Creative Europe is designed to support SMEs in the creative and cultural sectors. Companies in this sector represent about 4% of the EU’s GDP. However, their risk is difficult to determine because their businesses tend to rely heavily on human capital and on the deployment of both unconventional and intangible assets.

The assistance provided by the Creative Europe initiative helps to protect financial intermediaries from the risk involved in lending to SMEs in the creative and cultural sectors. This protection comes in a loan guarantee format with an initial €121 million budget, which was expanded to €181 million in December 2017.

Up to 70% of an individual facility and up to 25% of an overall portfolio of loans is covered per institution. Loans under the program are earmarked for investments in both tangible and intangible assets. If your business falls under this category of SME, you’ll need to find a “CCS Financial Intermediary” in your area and apply for financing directly through them.

Program for Employment and Social Integration (EaSI)

The program for Employment and Social Innovation is all about supporting people and businesses that would not otherwise have access to employment or financing.
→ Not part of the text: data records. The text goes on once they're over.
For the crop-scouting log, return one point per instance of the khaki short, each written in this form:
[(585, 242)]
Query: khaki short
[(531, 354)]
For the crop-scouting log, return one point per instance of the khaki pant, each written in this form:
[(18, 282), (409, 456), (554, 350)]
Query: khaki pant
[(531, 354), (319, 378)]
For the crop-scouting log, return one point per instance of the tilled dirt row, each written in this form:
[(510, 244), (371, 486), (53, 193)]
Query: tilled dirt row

How to get funding through the EaSI

The program provides around €96 million to European micro-lenders through the European Investment Fund (EIF) in the form of the EaSI Guarantee. These intermediaries are then able to provide lending of up to €25,000 to individual companies who would otherwise not qualify for conventional loans.
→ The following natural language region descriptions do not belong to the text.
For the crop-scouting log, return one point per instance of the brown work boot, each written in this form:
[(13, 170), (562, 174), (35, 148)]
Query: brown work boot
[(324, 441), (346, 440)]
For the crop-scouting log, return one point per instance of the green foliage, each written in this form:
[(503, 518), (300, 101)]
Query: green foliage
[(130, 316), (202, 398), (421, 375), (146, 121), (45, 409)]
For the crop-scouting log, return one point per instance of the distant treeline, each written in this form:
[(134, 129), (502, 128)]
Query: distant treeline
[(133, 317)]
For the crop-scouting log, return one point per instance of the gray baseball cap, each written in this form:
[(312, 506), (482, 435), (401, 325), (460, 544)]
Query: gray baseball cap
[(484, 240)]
If you’re a social enterprise, the program can provide funds of up to €500,000 to assist in the growth of your business. As before, though, you need to find a financial intermediary affiliated with the EaSI program and apply through them directly.

Summary:

The infographic below provides a useful overview of the funding options available to businesses in the EU:

Where does that leave your startup?

There are several ways to go about finding funding for your business.  
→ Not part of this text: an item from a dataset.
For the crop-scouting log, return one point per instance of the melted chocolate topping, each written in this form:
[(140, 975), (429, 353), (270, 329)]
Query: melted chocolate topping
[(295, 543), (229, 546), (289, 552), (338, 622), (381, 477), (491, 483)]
If you’re an investment company, every program provides information on how to become an affiliated financial intermediary.

If you’re an entrepreneur, there are loads of options at your disposal. That’s kind of the point of this article!

If you’ve read this far down, you should have a pretty good idea of what programs are in place. A great place to get started in your search for financing is the EU’s financing portal at www.access2finance.eu.

Now go get yourself funded. We’ll see you picking stocks on the exchange.

Disclaimer: We’ve done our best to make sure that the information contained in this article is as accurate as possible. The goal of this article is to give you an overview of the different types of funding provided by the EU. While we hope and believe that you’ll find it helpful, your primary source of information should always be official EU Commission documentation or the official website(s) that are relevant to your program of choice.